Maybe I've overstated the problems we're facing. The vast majority of our tests are good, isolated, repeatable, independent, non-brittle tests and this is reflected in the quality of the systems we've developed and maintained. In fact the best developers on the team probably never look at code coverage anymore.

So the real question (and the title of the post) is whether measuring code coverage can do more harm than good. On the one hand it's good to know what's been covered and gives some 'sense' of the state of the test suite, but on the other hand as has been mentioned, knowing someone is looking at a metric changes your behaviour to met the metric. Does one outweigh the other?

Or as I suggested at the end of the post use coverage simply as an aid to other processes like code reviews (let's review the tests before the code and se if I can understand what the code is supposed to be doing by what tests are being run), and test-first approaches (coverage should be 100% if we're practicing this so it's an easy intial 'confirmation').

Giacomo said...

Stupidity considered harmful

Robert Pieper said...

in response to my prior comment and the author's current comment... To me, code coverage is not too different than a speedometer. It is used to know something about your current state. Am I going the speed limit? Do I have all my happy paths under test?

Sure, you can break the rules and do what you have to do to see the number you want to see, but at the end of the day the truth is the truth: you are breaking the law or you are not; you have all your logic under (at least) basic tests or you do not.

I wrote a little something on the topic. Feel free to poke holes in it since I poked holes in yours. I take a stance in a heated, rat-hole of a conversation which I feel needed to be represented.

-R

Robert Pieper said...

forgot the link

\http://www.centare.com/100-code-coverage/

Robert Pieper said...

http://www.centare.com/100-code-coverage/

tanusoft said...

First "quick fix" for your "ugly legacy code" problem : read the documentation of your coverage tool and find out how to configure it to ignore some parts of your source code if you know that you don't want tests on that part.

Or better yet, if that legacy code is now useless due to newer code that has superseded it, shouldn't it be removed from the project ?

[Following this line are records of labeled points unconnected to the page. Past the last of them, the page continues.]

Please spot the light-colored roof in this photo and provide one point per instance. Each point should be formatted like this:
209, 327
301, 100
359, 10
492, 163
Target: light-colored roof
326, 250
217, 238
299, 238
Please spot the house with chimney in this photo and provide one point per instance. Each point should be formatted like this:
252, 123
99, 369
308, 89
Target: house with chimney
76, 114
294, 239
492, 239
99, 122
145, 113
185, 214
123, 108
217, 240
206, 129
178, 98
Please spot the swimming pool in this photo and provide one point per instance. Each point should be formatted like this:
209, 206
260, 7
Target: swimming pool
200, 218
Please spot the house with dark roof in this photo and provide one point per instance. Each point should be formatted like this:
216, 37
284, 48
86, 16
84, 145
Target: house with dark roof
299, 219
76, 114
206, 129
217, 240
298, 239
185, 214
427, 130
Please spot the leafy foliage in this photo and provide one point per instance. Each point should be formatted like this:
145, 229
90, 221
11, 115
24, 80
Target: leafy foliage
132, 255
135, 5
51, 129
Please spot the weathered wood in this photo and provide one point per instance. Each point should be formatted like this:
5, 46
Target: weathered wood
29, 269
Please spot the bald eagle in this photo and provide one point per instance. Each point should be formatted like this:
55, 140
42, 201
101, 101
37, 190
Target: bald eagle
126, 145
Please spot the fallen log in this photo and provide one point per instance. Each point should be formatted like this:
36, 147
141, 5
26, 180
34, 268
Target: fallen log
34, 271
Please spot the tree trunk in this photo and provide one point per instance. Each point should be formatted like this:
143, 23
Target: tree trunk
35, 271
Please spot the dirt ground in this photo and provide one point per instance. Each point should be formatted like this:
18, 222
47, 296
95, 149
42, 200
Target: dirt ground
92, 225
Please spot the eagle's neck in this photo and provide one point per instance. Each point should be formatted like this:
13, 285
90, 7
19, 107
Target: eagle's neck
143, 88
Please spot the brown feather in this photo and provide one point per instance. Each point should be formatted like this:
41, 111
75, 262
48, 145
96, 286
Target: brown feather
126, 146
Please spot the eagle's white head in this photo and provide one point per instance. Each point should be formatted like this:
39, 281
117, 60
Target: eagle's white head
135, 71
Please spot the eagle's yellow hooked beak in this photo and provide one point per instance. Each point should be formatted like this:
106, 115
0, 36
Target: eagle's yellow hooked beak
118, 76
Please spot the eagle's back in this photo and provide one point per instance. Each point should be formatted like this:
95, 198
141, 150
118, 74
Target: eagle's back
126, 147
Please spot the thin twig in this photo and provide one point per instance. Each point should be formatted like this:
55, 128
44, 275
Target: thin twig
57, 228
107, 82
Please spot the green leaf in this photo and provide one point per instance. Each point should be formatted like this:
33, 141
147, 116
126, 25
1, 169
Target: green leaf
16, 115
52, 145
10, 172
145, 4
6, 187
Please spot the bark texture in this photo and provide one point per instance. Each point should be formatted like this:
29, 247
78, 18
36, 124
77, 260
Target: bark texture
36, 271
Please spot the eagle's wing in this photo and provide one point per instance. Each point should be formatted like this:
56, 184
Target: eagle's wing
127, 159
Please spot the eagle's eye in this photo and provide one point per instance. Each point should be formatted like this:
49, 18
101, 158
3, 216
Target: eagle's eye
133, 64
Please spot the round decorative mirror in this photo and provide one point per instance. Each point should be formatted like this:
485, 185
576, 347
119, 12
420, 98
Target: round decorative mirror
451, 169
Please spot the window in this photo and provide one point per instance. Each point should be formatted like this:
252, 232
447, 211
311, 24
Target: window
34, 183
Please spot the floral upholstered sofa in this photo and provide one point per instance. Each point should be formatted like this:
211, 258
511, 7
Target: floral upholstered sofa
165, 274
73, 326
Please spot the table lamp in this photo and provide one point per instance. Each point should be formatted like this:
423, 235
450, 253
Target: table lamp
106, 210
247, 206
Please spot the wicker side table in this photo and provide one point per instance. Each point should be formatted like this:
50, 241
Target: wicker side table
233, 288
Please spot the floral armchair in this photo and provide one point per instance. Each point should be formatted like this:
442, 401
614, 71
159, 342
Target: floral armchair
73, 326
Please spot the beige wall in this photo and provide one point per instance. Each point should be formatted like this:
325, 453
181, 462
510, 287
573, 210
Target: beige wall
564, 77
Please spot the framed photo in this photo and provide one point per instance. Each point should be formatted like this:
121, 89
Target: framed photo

2nd fix, but less quick... Do code reviews on the unit-tests. Code coverage metrics are not a substitute for human interaction. If you feel you really need metrics for communicating your needs, for example if there can be a long time between finding some class to improve and the moment it is fixed, and you feel that you need to keep that information so that it doesn't get forgotten, look for some way to keep such annotations in the code that will reflect through the metrics tools you are using.